A main focus of the Cardero Resource Corporation was how they were going to actually move their coal. The property will be developing 40 km west of Hudson’s Hope. Near the southern shore of  Williston Lake, which is a big advantage for the project. 
 
Although coal was first discovered there in the early twentieth century, the first significant exploration was done in the early 70s. Coincidentally, back then, all of the heavy equipment was brought in by barge and landing sites are still evident on the reservoir. Angus Chris, representative for Cardero said, “There has been an increase in resource base from the 100 million tonnes defined in 1975, to the now 700 million tonnes and counting.” 
 
The products extracted will be hard-coking coal and a semi—soft or PCI product. This gives the company the ability to blend products, and have a consistent product profile. These types of coal will be extracted using three mining methods: Surface, Highwall and Contour mining. a Also included in this proposal is Room and Pillar mining, a form of underground mining. Chris said, “Surface mining will comprise about 55 percent of reserve base, and underground mining will be about 42 percent.”
 
The coal, after being mined will be loaded onto a barge containing about 15,000–17,000 tonnes of material and will travel 174 km to Mackenzie. The options to transport the coal were between trucking or barging the coal from the site. Chris said, “At first it didn’t seem practical to take coal from the Carbon Creek and barge it 173 km to Mackenzie, or economically feasible,” he continued, “However with a truck, it would be a 64 km road haul, as well as  creating a tunnel through the mountain range, anywhere from one to four km in length.
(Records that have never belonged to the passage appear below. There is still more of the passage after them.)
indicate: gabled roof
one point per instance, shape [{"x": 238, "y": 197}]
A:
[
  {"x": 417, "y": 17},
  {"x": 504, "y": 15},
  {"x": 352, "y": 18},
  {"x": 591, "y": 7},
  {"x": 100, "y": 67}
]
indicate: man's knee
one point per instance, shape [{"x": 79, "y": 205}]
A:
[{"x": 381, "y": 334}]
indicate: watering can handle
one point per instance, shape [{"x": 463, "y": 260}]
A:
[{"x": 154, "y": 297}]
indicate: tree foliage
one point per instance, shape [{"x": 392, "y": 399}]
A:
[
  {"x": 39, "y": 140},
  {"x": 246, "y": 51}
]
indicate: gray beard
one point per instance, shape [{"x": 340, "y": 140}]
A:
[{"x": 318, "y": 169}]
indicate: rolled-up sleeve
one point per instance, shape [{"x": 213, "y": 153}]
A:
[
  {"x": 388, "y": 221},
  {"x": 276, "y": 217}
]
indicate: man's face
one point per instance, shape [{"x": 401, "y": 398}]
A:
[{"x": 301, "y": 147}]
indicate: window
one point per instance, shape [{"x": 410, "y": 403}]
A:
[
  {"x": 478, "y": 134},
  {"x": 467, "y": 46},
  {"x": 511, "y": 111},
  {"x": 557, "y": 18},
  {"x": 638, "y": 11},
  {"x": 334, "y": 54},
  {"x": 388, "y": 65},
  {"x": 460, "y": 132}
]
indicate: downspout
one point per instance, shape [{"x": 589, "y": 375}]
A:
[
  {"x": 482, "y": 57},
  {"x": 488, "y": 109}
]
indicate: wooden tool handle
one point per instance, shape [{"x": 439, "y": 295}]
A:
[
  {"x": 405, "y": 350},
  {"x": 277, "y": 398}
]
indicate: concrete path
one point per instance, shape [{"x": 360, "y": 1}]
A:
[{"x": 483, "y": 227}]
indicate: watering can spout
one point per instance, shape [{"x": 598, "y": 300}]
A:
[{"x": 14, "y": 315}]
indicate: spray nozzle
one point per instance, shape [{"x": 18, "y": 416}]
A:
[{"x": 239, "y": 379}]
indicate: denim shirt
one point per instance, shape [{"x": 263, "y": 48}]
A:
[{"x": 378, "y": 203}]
As far as capital is concerned, that just didn’t make sense.”
 
The company decided to go by water. A question that arose around barging is how well it can be done through the winter months. Chris said, “Yes it can be done year round. The max ice thickness is 36 inches on Carbon Creek. At first we will be barging about once a week, but in full production, we will be barging every one to one and a half days. We will be able to maintain an open channel throughout the year. The barge we are going to build will have ice-breaking capabilities.”    
 
 Chris continued, “Once we started getting into the barging option and the practicality of it, we found that it’s very standard technology worldwide. Coal will be put onto self discharging barges, and travel to Mackenzie, where it will be stockpiled or directly loaded onto CN trains to Prince George.”
 
The project will generate anywhere between 850–900 direct jobs at the mine site,  and take about six years to get to full production. Formal consultations with First Nations and communities will commence very shortly. Chris said, “There will be plenty of opportunity for local recruitment. We will be developing the skills, and training people in that period.”